UnitedHealthcare to leave individual insurance market in CA

UnitedHealthcare to leave individual insurance market in CA

UUnited Health Care“If you like your health care plan, you can keep it. No one is going to take that away from you.” If you had a nickel for every time Barack Obama made that promise during his campaign to get his health care law passed, you’d have enough to buy coverage in California. And you’ll need it if your current carrier is United Healthcare.

The Los Angeles Times notes:

The nation’s largest health insurer, UnitedHealth Group Inc., is leaving California’s individual health insurance market, the second major company to exit in advance of major changes under the Affordable Care Act.

UnitedHealth said it had notified state regulators that it would leave the state’s individual market at year-end and force about 8,000 customers to find new coverage. Last month, Aetna Inc., the nation’s third-largest health insurer, made a similar move affecting about 50,000 existing policyholders….

The moves illustrate how different companies are responding to a major overhaul of the health insurance market for millions of consumers. Starting Jan. 1, the federal healthcare law forces insurers to accept all individual applicants regardless of their medical history and provide a comprehensive set of benefits with limits on patients’ out-of-pocket spending.

California Insurance Commissioner Dave Jones told reporters, “I don’t think this is a good result for consumers. It means less choice, less competition and even more consolidation of the individual market with three big carriers.”

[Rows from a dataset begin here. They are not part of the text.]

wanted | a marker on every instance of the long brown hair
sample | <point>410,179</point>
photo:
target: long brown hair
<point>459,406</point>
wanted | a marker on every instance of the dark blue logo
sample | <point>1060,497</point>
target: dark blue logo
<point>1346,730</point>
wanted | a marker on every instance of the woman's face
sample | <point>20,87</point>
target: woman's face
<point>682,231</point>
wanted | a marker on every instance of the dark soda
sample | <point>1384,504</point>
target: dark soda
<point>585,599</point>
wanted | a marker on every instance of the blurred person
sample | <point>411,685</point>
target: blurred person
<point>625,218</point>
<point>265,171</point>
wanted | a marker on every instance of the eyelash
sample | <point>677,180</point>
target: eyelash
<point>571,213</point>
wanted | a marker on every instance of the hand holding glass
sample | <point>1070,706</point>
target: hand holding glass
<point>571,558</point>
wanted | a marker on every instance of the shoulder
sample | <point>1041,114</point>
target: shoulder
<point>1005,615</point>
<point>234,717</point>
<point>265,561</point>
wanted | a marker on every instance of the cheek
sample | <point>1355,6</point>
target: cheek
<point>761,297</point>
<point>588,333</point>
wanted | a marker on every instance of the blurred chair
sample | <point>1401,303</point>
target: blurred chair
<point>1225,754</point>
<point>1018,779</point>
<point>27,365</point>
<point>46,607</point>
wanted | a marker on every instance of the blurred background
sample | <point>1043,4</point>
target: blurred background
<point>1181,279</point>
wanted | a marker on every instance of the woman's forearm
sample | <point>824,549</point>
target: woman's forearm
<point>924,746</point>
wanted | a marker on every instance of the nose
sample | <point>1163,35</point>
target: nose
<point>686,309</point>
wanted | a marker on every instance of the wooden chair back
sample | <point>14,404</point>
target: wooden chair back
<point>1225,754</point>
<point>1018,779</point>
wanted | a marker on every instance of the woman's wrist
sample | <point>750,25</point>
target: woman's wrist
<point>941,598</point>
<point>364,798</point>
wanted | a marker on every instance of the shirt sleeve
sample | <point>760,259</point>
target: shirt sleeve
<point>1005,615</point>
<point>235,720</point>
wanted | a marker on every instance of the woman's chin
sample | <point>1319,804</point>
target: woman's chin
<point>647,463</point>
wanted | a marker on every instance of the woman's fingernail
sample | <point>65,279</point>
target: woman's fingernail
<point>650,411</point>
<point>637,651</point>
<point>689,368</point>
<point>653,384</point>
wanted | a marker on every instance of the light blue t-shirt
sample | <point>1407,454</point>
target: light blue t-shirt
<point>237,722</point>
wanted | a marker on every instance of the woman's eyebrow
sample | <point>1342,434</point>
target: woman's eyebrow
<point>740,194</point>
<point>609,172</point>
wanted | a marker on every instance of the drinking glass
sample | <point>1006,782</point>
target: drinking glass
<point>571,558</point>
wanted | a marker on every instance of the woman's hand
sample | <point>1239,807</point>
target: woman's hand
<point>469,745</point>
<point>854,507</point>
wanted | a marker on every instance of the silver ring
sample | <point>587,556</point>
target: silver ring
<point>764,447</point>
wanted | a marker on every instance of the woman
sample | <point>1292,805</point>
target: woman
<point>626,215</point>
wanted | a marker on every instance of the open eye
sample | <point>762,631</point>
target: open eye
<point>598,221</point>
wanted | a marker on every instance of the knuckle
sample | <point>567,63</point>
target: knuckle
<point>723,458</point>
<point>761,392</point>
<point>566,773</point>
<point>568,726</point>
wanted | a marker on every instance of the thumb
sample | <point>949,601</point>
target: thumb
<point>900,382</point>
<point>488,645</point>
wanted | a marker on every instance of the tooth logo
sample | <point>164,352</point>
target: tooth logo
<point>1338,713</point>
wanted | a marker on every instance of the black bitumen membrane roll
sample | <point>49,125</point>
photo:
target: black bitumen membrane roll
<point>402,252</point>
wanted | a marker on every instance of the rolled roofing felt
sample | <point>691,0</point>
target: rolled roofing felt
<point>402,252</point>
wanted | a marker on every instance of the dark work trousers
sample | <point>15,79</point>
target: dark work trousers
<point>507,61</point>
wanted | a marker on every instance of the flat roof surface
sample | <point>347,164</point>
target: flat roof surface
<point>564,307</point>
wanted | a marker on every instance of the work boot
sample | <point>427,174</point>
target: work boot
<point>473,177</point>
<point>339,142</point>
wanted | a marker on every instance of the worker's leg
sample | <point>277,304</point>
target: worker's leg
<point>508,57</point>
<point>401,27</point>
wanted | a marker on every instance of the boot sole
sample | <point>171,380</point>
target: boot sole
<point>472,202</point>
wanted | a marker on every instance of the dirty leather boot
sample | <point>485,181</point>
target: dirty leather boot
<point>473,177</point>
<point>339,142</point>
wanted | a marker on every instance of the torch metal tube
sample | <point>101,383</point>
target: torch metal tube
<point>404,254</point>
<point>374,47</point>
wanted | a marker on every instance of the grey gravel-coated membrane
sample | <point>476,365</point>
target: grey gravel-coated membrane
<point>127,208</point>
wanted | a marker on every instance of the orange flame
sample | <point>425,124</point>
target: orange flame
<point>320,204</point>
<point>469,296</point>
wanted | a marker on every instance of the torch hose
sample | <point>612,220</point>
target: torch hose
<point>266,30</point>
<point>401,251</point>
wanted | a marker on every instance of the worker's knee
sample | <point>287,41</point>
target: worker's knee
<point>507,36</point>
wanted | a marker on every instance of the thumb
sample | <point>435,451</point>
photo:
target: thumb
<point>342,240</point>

The problem facing Californians and residents of the other 56 states is that the federal government can accomplish only so much by resorting to fiat and executive order. In a system of free-market capitalism, the president — we have learned through the malignant experiment that is Obamacare — can decree that purchasing a good or service is a condition of breathing. He can’t, however, force any commercial entity to sell the good or service. Neither can he legitimately force any consumer to buy it.

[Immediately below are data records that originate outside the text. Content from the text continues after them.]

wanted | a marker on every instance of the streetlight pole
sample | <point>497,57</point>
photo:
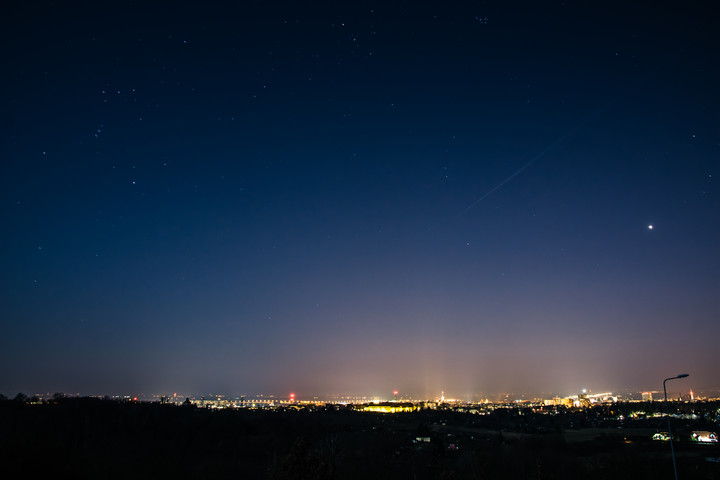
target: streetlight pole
<point>672,448</point>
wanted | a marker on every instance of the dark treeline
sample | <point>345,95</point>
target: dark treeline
<point>94,438</point>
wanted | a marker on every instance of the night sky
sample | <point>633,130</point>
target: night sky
<point>352,198</point>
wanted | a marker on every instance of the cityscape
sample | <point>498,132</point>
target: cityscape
<point>318,240</point>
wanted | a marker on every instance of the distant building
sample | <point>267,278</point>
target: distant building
<point>388,407</point>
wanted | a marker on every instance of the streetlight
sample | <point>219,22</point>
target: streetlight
<point>672,449</point>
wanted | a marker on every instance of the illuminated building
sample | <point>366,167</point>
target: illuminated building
<point>704,436</point>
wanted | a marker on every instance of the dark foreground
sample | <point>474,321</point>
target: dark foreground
<point>92,438</point>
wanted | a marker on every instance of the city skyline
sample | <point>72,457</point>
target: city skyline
<point>366,197</point>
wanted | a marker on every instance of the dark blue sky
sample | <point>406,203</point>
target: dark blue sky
<point>328,197</point>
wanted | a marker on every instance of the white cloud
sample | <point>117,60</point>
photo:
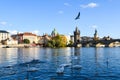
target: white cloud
<point>67,4</point>
<point>13,31</point>
<point>60,12</point>
<point>36,32</point>
<point>10,25</point>
<point>94,26</point>
<point>3,23</point>
<point>90,5</point>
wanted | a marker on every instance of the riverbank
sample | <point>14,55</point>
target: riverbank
<point>16,46</point>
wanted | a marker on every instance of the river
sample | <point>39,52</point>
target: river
<point>96,63</point>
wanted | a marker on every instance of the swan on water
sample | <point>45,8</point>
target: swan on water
<point>74,57</point>
<point>60,70</point>
<point>76,66</point>
<point>65,65</point>
<point>32,69</point>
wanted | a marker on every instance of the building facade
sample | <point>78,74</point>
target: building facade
<point>27,35</point>
<point>76,35</point>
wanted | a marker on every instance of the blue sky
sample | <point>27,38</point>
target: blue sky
<point>42,16</point>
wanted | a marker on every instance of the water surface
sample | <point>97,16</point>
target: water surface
<point>97,63</point>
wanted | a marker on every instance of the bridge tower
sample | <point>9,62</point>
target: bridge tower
<point>76,36</point>
<point>96,35</point>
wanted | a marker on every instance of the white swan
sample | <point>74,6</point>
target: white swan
<point>32,69</point>
<point>76,66</point>
<point>60,70</point>
<point>65,65</point>
<point>74,57</point>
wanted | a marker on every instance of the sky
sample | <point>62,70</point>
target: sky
<point>42,16</point>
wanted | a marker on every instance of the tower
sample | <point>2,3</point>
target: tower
<point>76,35</point>
<point>96,35</point>
<point>54,33</point>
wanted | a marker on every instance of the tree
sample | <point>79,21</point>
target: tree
<point>70,43</point>
<point>26,41</point>
<point>57,41</point>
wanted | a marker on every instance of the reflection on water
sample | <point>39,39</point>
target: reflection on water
<point>96,63</point>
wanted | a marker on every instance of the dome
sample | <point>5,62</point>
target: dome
<point>54,32</point>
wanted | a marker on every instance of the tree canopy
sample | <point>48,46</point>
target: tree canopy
<point>26,41</point>
<point>57,41</point>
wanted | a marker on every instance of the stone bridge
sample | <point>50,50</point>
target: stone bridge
<point>106,43</point>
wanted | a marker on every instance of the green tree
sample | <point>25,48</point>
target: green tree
<point>26,41</point>
<point>70,43</point>
<point>57,41</point>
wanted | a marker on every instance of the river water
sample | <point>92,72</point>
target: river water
<point>42,63</point>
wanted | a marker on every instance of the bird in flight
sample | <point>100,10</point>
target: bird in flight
<point>78,16</point>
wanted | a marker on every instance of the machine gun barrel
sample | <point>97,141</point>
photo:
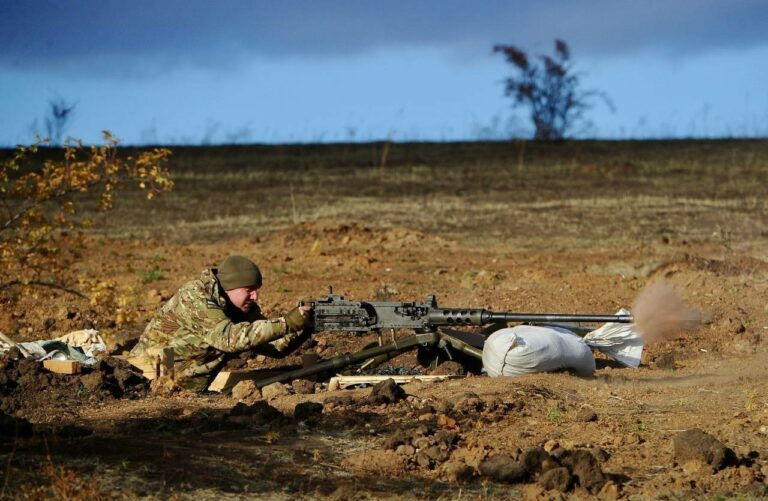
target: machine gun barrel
<point>459,316</point>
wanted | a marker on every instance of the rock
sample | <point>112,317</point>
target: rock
<point>307,410</point>
<point>340,401</point>
<point>274,390</point>
<point>600,454</point>
<point>551,445</point>
<point>457,472</point>
<point>557,479</point>
<point>259,413</point>
<point>609,491</point>
<point>468,403</point>
<point>449,368</point>
<point>393,441</point>
<point>423,460</point>
<point>503,469</point>
<point>666,361</point>
<point>585,468</point>
<point>585,415</point>
<point>386,392</point>
<point>445,437</point>
<point>695,445</point>
<point>533,459</point>
<point>246,390</point>
<point>303,386</point>
<point>436,454</point>
<point>12,427</point>
<point>405,450</point>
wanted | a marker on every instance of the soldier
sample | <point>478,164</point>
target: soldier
<point>213,317</point>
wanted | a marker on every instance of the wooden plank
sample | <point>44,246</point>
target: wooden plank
<point>345,381</point>
<point>62,366</point>
<point>166,363</point>
<point>226,380</point>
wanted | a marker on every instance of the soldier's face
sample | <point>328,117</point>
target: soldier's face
<point>244,298</point>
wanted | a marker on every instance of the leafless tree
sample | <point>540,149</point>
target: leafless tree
<point>59,116</point>
<point>551,90</point>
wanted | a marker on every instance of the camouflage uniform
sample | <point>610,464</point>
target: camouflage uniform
<point>204,328</point>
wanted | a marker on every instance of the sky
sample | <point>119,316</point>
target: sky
<point>239,71</point>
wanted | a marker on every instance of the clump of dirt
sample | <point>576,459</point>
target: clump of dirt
<point>697,446</point>
<point>386,392</point>
<point>26,387</point>
<point>661,314</point>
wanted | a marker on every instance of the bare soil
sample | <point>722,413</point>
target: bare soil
<point>572,228</point>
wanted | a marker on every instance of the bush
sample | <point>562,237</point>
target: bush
<point>39,202</point>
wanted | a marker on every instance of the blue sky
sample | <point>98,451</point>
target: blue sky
<point>190,71</point>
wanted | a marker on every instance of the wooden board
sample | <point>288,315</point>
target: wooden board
<point>226,380</point>
<point>345,381</point>
<point>62,366</point>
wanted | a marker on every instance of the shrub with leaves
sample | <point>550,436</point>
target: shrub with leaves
<point>39,201</point>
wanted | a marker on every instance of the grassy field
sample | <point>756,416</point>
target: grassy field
<point>514,226</point>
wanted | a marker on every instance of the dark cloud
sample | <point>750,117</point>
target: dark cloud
<point>110,35</point>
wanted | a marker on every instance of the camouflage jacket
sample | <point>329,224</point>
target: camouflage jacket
<point>203,328</point>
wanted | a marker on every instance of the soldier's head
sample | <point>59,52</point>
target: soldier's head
<point>241,280</point>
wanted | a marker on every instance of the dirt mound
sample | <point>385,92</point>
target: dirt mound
<point>324,236</point>
<point>733,266</point>
<point>26,387</point>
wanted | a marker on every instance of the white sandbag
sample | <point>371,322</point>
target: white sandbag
<point>525,349</point>
<point>622,342</point>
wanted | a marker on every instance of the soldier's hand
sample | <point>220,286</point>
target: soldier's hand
<point>297,319</point>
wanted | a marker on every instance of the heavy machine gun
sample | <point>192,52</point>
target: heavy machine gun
<point>433,326</point>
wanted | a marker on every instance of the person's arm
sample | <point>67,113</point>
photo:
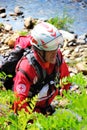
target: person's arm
<point>64,72</point>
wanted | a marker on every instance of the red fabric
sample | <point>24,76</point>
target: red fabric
<point>22,84</point>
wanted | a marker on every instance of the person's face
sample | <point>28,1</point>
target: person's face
<point>50,56</point>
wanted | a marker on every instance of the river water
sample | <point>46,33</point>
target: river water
<point>44,9</point>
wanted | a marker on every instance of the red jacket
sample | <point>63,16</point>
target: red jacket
<point>22,85</point>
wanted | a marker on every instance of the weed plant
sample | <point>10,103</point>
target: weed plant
<point>72,116</point>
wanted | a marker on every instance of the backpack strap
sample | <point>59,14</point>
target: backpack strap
<point>40,71</point>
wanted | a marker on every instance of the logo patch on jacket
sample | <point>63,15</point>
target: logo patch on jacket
<point>21,88</point>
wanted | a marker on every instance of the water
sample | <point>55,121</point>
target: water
<point>44,9</point>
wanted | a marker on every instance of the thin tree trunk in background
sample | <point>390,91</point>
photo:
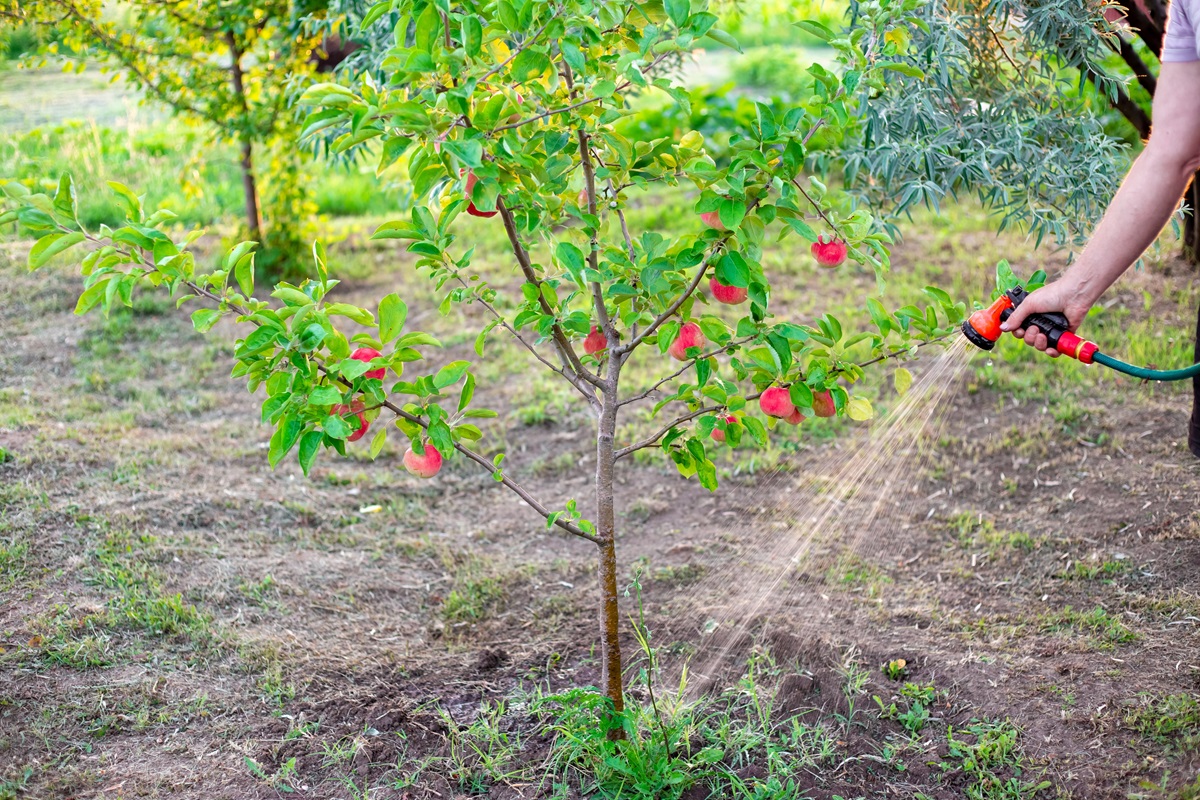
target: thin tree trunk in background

The cold realities of the Affordable Care Law, as seen through the prism of the still Democrat-dominated Congressional Budget Office (CBO), is that after 10 years of implementation, the plan will still leave 30 million uninsured. The idea of coverage for all, which is bound up with the notion of fairness, was one of the key virtues the White House and Congress sold the American public in its efforts to gain the public trust.

Now, the reality is setting in that 7 million, and as many as 20 million, will lose their employer coverage. In February, the CBO reported:

[I]n 2019 [5 years after Obamacare is implemented], an estimated 12 million people who would have had an offer of employment-based coverage under prior law will lose their offer under current law [aka ‘Obamacare’].

“But that report,” writes Peter Ferrara, Director of Entitlement and Budget Policy for the Heartland Institute, “is just the early breeze of the coming storm. The Obamacare employer mandate requires all employers of 50 or more full time workers to purchase the expensive insurance for those employees that Kathleen Sebelius (‘The Secretary shall determine’) specifies that they must buy. But that mandate is enforced by a penalty of $2,000 per worker, which may be only 10% of the average cost of family coverage under the Sebelius requirements.